Asian Art - Michael Kerrigan

So this book is a primer - if you know little about any art made in Japan, China, Thailand, Burma/Myanmar, Tibet, Java, Cambodia, Indonesia, Korea or Singapore (South Asia, the Middle East, Central Asia etc are not part of this Asia) ever at any time in history, you can begin to find out a little bit about them here.

My contention is that it is an unmodernised stuff-in-glass-cases museum in book form, grouping works by type (painting, ceramic, statue etc) rather than by culture or theme (most of the figures are Buddhas, and it is very interesting to compare them) with contextualising information and appreciative comment, but few handholds or hooks to link them to other works. This makes it hard to get hold of any meaningful thread. The chronological arrangement within each section helps, but the attempt to represent such a huge range of works results in poor coherence. The interpretation is poor because this book aims for breadth rather than depth. In my opinion though, it doesn't do well at the former either.

The fact that a non-Asian man has selected the works he feels will best represent 'Asian' art to fellow Europeans is not great. OK, there is awareness of 'Orientalism' indicated in the introduction, but it's rather shallow - just lip service I feel.
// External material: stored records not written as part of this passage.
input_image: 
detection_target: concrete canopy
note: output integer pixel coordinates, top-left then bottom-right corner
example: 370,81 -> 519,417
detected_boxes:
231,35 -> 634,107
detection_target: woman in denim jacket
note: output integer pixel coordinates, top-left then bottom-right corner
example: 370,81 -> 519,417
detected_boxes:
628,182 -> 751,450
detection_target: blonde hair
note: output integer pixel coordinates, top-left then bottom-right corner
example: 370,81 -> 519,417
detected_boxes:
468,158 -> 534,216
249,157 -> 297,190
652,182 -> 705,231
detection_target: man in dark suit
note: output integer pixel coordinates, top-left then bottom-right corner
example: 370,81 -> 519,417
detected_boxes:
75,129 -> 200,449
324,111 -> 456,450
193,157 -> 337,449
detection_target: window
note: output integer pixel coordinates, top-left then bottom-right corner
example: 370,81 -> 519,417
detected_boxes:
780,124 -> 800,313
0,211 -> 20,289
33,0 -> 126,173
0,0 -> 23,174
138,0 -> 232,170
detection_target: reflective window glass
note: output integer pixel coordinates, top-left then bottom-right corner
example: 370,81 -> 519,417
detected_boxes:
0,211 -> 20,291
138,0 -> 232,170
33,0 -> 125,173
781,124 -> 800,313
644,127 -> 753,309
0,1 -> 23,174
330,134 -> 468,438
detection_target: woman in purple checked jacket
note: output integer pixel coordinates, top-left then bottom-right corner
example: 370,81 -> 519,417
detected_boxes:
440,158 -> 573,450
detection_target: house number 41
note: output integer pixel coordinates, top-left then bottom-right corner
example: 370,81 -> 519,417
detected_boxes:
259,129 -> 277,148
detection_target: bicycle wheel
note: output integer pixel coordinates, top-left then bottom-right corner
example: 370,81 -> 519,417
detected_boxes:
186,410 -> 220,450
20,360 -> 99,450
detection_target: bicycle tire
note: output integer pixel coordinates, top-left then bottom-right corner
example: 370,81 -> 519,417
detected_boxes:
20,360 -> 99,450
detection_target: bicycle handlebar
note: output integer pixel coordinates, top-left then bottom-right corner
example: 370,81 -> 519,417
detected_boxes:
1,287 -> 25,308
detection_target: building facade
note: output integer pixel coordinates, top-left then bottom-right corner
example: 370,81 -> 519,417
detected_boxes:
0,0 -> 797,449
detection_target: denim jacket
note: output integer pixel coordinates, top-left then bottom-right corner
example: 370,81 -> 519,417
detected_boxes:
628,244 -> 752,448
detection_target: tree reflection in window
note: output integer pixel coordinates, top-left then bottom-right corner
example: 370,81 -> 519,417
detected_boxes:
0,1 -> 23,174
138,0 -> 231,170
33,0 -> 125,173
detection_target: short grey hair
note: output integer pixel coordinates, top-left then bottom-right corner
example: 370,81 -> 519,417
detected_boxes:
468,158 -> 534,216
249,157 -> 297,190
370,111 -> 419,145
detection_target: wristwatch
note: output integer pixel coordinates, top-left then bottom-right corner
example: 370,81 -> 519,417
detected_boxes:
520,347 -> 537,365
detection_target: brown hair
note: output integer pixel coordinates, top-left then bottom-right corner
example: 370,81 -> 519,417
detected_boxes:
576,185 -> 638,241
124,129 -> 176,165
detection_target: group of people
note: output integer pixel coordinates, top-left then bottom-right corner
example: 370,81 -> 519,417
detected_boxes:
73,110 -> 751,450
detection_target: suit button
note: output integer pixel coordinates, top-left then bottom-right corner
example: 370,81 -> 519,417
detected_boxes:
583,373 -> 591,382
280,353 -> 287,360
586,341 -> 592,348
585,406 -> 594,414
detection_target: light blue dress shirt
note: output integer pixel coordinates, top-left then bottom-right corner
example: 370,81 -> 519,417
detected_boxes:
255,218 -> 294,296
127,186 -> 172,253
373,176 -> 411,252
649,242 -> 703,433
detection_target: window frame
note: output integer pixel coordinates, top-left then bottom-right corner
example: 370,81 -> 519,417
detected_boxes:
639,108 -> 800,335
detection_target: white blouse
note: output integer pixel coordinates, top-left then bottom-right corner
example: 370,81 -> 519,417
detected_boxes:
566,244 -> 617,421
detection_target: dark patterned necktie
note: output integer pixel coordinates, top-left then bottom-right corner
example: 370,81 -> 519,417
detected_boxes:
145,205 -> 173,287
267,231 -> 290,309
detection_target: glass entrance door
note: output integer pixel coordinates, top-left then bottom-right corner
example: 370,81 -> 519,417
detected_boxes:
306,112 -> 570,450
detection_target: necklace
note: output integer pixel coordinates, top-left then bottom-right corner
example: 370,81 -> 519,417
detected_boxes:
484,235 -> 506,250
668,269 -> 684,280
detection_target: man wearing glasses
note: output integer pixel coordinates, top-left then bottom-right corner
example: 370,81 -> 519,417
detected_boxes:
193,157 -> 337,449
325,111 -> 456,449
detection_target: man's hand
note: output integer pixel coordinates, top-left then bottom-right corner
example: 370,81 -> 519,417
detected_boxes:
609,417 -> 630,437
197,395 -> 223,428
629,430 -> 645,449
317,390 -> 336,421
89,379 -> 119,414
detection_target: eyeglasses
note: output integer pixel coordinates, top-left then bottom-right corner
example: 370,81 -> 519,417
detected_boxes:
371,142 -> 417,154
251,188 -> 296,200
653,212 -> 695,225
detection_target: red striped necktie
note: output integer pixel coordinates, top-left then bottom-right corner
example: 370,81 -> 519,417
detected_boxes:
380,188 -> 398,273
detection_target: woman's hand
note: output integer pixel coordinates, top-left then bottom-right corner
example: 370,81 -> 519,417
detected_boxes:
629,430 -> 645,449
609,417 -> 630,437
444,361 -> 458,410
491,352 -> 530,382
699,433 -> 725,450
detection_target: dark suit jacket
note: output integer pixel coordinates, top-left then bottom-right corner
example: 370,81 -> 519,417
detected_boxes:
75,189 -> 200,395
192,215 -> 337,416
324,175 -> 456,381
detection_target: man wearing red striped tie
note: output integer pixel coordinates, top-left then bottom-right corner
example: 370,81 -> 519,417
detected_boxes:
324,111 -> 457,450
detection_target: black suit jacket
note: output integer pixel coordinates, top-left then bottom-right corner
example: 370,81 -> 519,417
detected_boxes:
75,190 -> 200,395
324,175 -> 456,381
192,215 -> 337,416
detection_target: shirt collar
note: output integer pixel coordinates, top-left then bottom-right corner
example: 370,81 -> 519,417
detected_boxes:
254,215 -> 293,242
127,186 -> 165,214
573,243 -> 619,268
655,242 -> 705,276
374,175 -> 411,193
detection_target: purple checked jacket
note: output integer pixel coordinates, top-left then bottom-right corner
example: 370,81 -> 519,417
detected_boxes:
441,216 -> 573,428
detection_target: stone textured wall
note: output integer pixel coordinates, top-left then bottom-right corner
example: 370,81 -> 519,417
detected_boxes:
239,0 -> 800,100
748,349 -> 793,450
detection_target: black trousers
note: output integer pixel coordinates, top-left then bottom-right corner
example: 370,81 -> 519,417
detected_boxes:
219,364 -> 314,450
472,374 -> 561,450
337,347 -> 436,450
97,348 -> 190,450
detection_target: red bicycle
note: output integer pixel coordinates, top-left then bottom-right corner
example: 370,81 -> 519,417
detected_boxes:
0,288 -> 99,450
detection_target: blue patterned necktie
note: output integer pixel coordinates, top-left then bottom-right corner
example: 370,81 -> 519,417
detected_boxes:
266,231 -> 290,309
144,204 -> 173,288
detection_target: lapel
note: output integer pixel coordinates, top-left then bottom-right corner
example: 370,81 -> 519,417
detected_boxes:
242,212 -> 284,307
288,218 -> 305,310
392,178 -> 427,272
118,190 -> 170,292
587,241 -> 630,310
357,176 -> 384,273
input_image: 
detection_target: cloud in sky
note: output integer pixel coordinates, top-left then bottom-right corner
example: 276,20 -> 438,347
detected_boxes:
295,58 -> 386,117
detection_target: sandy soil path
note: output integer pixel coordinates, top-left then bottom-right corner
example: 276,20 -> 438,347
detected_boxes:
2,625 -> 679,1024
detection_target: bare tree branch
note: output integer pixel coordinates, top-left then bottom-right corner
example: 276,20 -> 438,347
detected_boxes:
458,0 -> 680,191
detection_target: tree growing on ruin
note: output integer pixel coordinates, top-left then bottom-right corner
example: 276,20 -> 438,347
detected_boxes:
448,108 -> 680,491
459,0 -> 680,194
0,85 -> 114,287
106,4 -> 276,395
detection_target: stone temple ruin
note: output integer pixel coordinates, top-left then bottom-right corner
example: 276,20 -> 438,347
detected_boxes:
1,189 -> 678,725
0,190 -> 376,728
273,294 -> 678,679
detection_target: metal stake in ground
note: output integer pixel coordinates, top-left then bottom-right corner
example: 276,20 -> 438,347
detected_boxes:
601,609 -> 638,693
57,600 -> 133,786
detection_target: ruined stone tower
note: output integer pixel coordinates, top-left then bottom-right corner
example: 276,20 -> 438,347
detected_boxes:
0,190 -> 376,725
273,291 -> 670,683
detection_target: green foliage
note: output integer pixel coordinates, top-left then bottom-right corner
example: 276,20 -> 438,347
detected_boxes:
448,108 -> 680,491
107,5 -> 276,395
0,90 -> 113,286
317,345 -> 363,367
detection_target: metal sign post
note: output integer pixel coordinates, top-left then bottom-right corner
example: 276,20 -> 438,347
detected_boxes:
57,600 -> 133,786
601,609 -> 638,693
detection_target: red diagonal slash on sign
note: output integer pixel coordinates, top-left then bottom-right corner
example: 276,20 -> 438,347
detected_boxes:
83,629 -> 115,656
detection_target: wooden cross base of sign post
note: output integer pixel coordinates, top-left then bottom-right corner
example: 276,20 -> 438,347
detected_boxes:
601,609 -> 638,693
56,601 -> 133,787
There is no contemporary work in this book and the vast majority is pre-twentieth century, and the author never mentions how 'Asian' artists are drawing on these traditions; though he often explains how Europeans have appropriated or been influenced by some of them.

So on the whole, the dodgy premise of cramming all Asian Art into one book proved pretty dodgy in practice. Obviously there is lots of great art in here, but like amazing artefacts in a bad museum, the presentation makes it just a meaningless procession of exotic eye-candy.